COVID-19: Gulf returnees have no Indian currency to pay for hotel quarantine

Around 160 such workers, who arrived in Hyderabad from Kuwait on May 9, were shifted to different hotels in the city with three different price slabs.
Foreign workers stand in line as they wait to be checked for the novel coronavirus at a testing centre in the Naif area of the Gulf Emirate of Dubai, on April 15, 2020. (PHOTOS | AFP)
Foreign workers stand in line as they wait to be checked for the novel coronavirus at a testing centre in the Naif area of the Gulf Emirate of Dubai, on April 15, 2020. (PHOTOS | AFP)

HYDERABAD: If one problem ends, another begins. For migrant workers who are returning from the Gulf countries, there seems to be no end to the agony they are going through. Most of the Gulf returnees, who are being put up in city hotels to undergo a quarantine period, are being asked to move to Gandhi Hospital by the management if they are not in a position to pay the accommodation fee in advance.

Around 160 such workers, who arrived in Hyderabad from Kuwait on May 9, were shifted to different hotels in the city with three different price slabs. At the time of check-in, they were asked to pay the money in advance. Unfortunately, these migrants neither had the time nor the facilities to convert the foreign currency into Indian money due to the lockdown restrictions.

Srinivas, a Sircilla resident who returned from Kuwait, was asked to stay in a city hotel by paying `15,000 for the quarantine period. “When we were dropped at the hotel, the management insisted that we should first pay the amount. But none of us had Indian currency.”
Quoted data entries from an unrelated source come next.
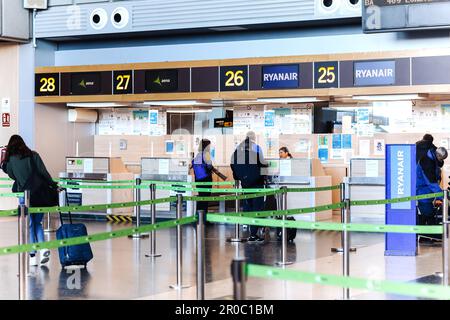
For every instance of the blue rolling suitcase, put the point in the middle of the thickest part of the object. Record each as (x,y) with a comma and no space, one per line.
(73,255)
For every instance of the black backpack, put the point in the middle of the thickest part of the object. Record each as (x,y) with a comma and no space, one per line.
(43,193)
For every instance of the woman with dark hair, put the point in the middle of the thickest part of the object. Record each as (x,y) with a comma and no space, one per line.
(19,164)
(284,153)
(203,170)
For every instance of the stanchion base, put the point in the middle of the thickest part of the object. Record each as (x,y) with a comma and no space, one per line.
(155,255)
(286,263)
(177,287)
(342,250)
(237,240)
(138,236)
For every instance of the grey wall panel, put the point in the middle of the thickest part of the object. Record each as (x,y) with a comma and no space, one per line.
(159,15)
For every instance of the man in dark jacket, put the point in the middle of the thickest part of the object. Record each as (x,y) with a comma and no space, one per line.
(422,146)
(246,163)
(428,174)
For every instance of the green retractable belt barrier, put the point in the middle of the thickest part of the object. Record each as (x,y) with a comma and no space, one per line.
(96,237)
(386,286)
(329,226)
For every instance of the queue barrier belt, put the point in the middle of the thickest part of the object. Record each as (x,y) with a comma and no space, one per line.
(54,244)
(432,291)
(328,226)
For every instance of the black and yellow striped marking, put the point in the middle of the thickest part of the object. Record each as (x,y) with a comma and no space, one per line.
(119,218)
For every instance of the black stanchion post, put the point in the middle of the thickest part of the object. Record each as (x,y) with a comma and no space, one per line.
(153,253)
(445,240)
(346,247)
(284,239)
(201,255)
(137,210)
(239,278)
(23,228)
(342,197)
(179,284)
(237,237)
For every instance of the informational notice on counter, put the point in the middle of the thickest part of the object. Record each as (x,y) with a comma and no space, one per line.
(372,168)
(88,166)
(285,168)
(163,167)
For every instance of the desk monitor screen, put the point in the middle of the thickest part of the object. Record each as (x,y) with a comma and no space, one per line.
(87,165)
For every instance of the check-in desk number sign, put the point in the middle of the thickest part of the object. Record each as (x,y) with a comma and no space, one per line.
(234,78)
(326,74)
(46,84)
(123,82)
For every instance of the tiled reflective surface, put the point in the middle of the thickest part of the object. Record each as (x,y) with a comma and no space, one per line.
(120,269)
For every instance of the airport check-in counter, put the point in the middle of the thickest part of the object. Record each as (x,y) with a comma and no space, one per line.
(367,182)
(97,168)
(301,173)
(167,169)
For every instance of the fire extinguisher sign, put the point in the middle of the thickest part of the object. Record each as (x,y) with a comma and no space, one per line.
(6,120)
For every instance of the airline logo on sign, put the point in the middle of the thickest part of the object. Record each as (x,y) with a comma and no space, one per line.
(374,73)
(281,76)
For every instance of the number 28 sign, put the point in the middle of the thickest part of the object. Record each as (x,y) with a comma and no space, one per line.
(46,84)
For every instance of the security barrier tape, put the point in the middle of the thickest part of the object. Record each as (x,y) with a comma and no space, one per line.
(396,200)
(227,198)
(101,206)
(96,237)
(11,194)
(8,213)
(386,286)
(264,214)
(353,227)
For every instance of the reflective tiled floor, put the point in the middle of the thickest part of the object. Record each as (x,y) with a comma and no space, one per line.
(120,269)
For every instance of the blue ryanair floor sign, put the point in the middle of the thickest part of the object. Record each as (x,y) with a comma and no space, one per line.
(400,182)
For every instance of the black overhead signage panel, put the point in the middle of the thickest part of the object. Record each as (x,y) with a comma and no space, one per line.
(159,81)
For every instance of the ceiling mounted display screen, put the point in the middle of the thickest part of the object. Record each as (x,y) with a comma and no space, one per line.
(395,15)
(159,81)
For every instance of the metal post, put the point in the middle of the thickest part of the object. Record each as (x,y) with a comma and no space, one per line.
(23,237)
(153,253)
(284,239)
(237,237)
(179,284)
(137,210)
(239,279)
(445,240)
(49,225)
(342,198)
(346,247)
(200,256)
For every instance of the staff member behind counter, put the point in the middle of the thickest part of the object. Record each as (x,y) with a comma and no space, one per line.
(203,170)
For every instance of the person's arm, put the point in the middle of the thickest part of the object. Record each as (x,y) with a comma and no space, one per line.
(41,168)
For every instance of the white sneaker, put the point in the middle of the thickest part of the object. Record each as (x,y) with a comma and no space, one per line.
(33,261)
(45,255)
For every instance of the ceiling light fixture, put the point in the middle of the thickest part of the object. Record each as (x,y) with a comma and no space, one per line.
(289,100)
(390,97)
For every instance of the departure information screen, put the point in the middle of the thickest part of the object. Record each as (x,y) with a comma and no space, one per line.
(398,15)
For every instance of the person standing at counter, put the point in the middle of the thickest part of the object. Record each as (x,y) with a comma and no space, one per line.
(28,171)
(428,173)
(203,170)
(246,163)
(284,153)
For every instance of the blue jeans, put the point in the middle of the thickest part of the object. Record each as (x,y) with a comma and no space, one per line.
(256,204)
(36,229)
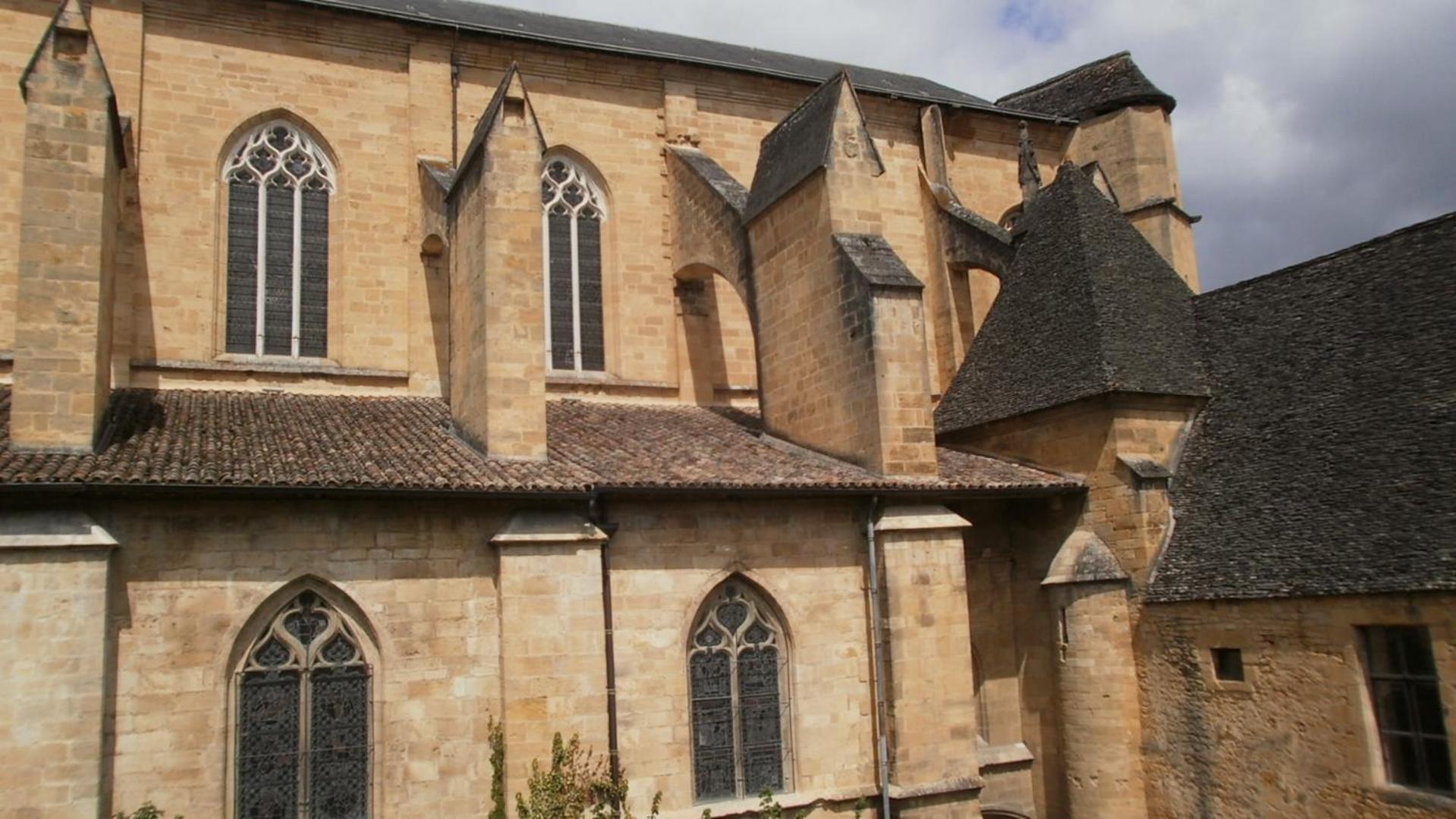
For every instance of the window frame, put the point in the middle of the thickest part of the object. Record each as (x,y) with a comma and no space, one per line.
(256,629)
(1408,681)
(766,611)
(326,171)
(596,198)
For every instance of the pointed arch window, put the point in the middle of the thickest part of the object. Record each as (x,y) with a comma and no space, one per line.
(573,212)
(303,719)
(737,670)
(278,187)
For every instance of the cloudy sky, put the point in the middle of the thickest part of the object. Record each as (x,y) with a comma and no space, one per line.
(1302,125)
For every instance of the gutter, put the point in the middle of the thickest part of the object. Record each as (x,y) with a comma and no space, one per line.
(670,57)
(583,494)
(877,661)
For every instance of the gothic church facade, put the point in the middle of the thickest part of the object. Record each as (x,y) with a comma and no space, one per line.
(379,373)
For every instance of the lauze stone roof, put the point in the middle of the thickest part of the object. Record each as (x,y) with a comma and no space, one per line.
(175,438)
(483,17)
(1090,90)
(1088,309)
(1325,460)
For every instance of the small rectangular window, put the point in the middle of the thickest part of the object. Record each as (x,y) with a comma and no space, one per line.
(1407,700)
(1228,665)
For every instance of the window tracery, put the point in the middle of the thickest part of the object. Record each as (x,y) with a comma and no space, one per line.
(573,212)
(278,185)
(303,719)
(737,667)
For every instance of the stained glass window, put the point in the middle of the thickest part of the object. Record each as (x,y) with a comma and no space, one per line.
(303,725)
(573,212)
(736,671)
(278,187)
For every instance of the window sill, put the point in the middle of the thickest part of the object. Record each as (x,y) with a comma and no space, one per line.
(587,378)
(280,366)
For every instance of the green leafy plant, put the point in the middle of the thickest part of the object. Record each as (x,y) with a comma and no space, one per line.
(574,784)
(497,738)
(147,811)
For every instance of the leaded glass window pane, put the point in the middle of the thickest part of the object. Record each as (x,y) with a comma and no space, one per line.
(278,187)
(303,719)
(574,209)
(737,670)
(1407,701)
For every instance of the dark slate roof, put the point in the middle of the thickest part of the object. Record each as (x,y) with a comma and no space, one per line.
(876,259)
(798,146)
(1325,462)
(1088,309)
(1088,90)
(516,24)
(182,438)
(483,127)
(722,184)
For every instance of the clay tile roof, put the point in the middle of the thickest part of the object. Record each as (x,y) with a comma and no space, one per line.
(1325,460)
(1088,309)
(1090,90)
(179,438)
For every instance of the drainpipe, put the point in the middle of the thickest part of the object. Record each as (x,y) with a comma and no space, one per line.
(596,511)
(879,661)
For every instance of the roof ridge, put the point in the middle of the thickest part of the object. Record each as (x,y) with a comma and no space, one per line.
(1064,74)
(618,39)
(1356,248)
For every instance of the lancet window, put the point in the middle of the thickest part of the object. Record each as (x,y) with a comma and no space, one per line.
(737,668)
(278,187)
(573,212)
(303,719)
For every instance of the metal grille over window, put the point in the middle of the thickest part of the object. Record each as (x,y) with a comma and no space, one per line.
(737,671)
(278,185)
(1407,698)
(573,212)
(303,726)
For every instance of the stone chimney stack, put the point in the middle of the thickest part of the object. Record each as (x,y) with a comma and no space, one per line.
(71,162)
(841,318)
(497,307)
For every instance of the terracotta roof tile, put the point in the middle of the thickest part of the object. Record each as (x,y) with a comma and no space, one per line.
(275,440)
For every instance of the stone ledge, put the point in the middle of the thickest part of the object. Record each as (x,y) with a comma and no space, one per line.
(53,530)
(288,367)
(749,806)
(939,787)
(564,378)
(999,755)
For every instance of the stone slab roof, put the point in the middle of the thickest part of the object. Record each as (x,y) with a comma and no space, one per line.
(1325,462)
(1088,309)
(516,24)
(1090,90)
(798,146)
(188,438)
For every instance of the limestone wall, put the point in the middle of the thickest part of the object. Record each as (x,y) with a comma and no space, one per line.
(807,556)
(1299,738)
(190,576)
(53,673)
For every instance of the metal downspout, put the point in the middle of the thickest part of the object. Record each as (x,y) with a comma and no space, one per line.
(596,513)
(879,661)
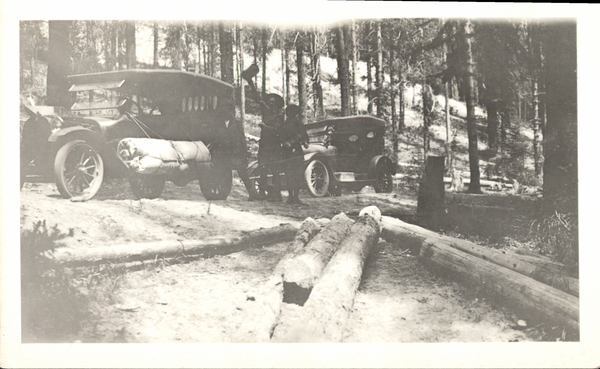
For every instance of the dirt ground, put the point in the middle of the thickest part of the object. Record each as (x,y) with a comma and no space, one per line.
(206,300)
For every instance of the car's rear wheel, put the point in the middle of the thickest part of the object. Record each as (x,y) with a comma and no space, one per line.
(384,181)
(146,186)
(317,178)
(79,170)
(216,184)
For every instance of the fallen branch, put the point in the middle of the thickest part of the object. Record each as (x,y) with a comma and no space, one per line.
(412,236)
(210,246)
(513,289)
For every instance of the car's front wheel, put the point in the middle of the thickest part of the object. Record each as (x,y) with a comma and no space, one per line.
(384,181)
(317,178)
(216,185)
(79,170)
(146,186)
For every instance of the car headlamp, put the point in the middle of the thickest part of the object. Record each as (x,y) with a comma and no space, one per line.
(56,123)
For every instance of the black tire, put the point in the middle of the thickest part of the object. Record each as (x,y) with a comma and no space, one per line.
(384,183)
(317,178)
(216,185)
(146,186)
(79,170)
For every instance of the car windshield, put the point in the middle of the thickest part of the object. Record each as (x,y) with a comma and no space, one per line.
(106,103)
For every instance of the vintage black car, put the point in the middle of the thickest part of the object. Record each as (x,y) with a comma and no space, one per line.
(345,153)
(81,146)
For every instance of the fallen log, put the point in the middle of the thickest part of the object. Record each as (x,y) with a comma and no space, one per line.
(301,272)
(529,296)
(210,246)
(260,322)
(326,312)
(413,237)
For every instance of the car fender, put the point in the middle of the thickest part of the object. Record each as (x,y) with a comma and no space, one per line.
(380,160)
(112,162)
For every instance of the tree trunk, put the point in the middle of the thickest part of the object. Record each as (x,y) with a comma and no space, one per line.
(379,74)
(394,117)
(427,101)
(155,44)
(343,76)
(354,90)
(369,67)
(413,237)
(226,47)
(532,298)
(259,324)
(301,272)
(218,245)
(315,56)
(288,73)
(212,52)
(327,310)
(301,77)
(474,185)
(240,47)
(265,45)
(430,206)
(492,128)
(130,45)
(560,139)
(59,63)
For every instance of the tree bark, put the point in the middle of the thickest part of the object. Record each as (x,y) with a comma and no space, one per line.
(413,237)
(240,47)
(560,139)
(532,298)
(474,186)
(430,207)
(265,45)
(326,312)
(343,70)
(259,324)
(301,77)
(155,43)
(301,272)
(369,67)
(226,48)
(394,117)
(354,90)
(218,245)
(59,63)
(130,45)
(379,73)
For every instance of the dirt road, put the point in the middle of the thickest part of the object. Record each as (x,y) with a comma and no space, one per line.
(206,300)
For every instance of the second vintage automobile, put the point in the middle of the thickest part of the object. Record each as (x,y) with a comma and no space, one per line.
(176,115)
(347,153)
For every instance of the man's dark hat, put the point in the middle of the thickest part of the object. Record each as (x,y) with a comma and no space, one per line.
(274,101)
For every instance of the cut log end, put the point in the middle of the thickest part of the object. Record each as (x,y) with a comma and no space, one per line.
(295,294)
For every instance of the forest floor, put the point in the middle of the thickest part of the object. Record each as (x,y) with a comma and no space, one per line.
(206,300)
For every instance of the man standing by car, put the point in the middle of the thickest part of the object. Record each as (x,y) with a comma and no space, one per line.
(235,147)
(269,146)
(293,136)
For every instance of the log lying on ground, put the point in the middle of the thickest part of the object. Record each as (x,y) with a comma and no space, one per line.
(210,246)
(301,272)
(259,324)
(412,236)
(326,312)
(534,298)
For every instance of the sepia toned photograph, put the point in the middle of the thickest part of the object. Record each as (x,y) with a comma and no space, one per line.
(359,180)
“Then we approached the police who were posted at the hotel. But that was of no help. The hotel management as well as the police said that we will be shifted to Gandhi Hospital if we cannot pay the money,” he told Express.

Then Srinivas contacted his family in Sircilla, and only after they electronically transferred the money to the hotel, he was allowed to check in. “Some exemptions or facilities should be given and hotels should accept foreign currency,” he added.

Speaking about his stay at the hotel, Srinivas said, “As of now, we are being given food three times a day. A nurse comes daily to check our temperature.” When Srinivas and others landed at the airport, they were subjected to an elaborate health check up by airport officials.